I wasn’t trying to say mode collapse results were wrong! I collected these results before finding crisper examples of mode collapse that I could build a useful interpretability project on. I also agree with the remarks made about the difficulty of measuring this phenomena. I indeed tried to use the OpenAI embeddings model to encode the various completions and then hopefully have the Euclidean distance be informative, but it seemed to predict large distances for similar completions so I gave up. I also made a consistent color scheme and compared code-davinci, thanks for those suggestions.
I don’t get the impression that RLHF needs hacks to prevent mode collapse: the InstructGPT reports overfitting leading to better human-rater feedback, and the Anthropic HH paper mentions in passing that the KL penalty may be wholly irrelevant (!).

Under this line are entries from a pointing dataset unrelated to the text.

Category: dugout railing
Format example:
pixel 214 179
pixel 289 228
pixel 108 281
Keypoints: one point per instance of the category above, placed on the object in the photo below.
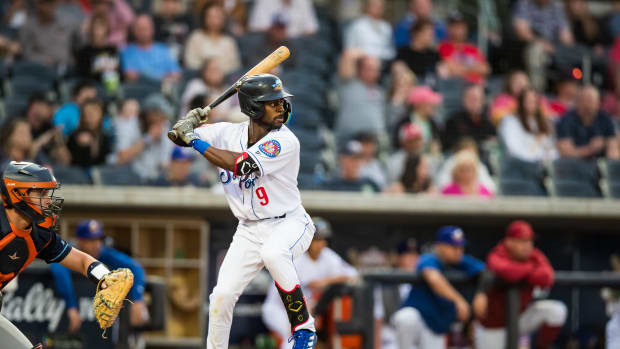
pixel 362 319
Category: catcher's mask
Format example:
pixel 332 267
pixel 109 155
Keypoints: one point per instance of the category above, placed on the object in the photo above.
pixel 257 89
pixel 29 188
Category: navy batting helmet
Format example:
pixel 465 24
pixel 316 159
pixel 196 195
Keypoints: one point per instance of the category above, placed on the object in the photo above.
pixel 261 88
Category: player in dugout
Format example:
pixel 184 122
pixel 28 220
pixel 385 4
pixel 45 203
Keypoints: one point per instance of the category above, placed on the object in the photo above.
pixel 89 235
pixel 28 215
pixel 515 259
pixel 430 309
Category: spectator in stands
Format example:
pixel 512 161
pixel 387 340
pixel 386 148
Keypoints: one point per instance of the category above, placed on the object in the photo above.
pixel 424 101
pixel 462 59
pixel 371 33
pixel 179 172
pixel 566 89
pixel 362 99
pixel 45 39
pixel 89 143
pixel 211 82
pixel 147 58
pixel 210 41
pixel 515 260
pixel 443 177
pixel 505 103
pixel 119 16
pixel 418 9
pixel 528 134
pixel 471 121
pixel 299 14
pixel 430 310
pixel 67 117
pixel 415 178
pixel 421 54
pixel 16 144
pixel 269 41
pixel 236 11
pixel 172 25
pixel 89 235
pixel 148 150
pixel 587 132
pixel 541 25
pixel 350 179
pixel 411 145
pixel 465 177
pixel 322 268
pixel 371 168
pixel 403 80
pixel 99 60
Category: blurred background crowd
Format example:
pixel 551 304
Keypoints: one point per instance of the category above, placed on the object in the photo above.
pixel 510 97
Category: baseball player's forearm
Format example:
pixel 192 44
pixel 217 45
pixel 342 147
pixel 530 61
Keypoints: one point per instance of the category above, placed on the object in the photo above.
pixel 440 285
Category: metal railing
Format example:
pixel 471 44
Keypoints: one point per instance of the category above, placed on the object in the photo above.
pixel 362 319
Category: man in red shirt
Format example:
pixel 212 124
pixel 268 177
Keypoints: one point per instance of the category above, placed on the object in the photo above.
pixel 462 59
pixel 516 260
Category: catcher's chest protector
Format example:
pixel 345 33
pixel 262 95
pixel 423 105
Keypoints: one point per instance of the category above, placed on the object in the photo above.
pixel 18 248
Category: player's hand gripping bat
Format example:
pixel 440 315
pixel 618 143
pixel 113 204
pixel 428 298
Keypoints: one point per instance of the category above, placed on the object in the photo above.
pixel 264 66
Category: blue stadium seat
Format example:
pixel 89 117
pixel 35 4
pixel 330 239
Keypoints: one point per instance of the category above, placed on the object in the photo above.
pixel 72 175
pixel 572 188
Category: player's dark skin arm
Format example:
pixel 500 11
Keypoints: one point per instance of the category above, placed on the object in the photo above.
pixel 225 159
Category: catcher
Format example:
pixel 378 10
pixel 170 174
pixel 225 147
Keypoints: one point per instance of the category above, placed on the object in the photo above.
pixel 27 218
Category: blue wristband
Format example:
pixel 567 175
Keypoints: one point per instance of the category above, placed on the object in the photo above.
pixel 200 145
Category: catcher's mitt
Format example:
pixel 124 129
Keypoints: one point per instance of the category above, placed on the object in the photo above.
pixel 108 302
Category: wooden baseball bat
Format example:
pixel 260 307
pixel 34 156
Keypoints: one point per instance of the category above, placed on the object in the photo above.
pixel 274 59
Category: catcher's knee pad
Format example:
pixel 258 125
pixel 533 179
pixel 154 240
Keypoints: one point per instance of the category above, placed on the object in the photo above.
pixel 295 305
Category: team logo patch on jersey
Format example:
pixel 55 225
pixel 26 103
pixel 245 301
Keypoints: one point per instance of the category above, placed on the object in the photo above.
pixel 270 148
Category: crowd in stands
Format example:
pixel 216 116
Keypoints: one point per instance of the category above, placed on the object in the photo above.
pixel 385 101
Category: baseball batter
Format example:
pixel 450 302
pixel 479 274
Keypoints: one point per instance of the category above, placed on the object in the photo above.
pixel 258 162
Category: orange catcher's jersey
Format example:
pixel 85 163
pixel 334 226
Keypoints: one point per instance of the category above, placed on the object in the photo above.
pixel 18 248
pixel 269 192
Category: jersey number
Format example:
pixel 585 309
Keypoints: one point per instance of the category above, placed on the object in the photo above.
pixel 262 195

I’m not sure how to interpret the evidence from your first paragraph. You suggest that td-003 mode collapses where td-002 is perfectly capable. So you believe that both td-002 and td-003 mode collapse, in disjoint cases (given the examples from the original mode collapse post)?
That’s true, I think the pretraining gradients training choice probably has more effect on the end model than the overfitting SFT model they start PPO with.
Huh, but Mysteries of mode collapse (and the update) were published before td-003 was released? How would you have ended up reading a post claiming td-002 was RLHF-trained when td-003 existed?
Meta note: it’s plausibly net positive that all the training details of these models has been obfuscated, but it’s frustrating how much energy has been sunk into speculation on The Way Things Work Inside OpenAI.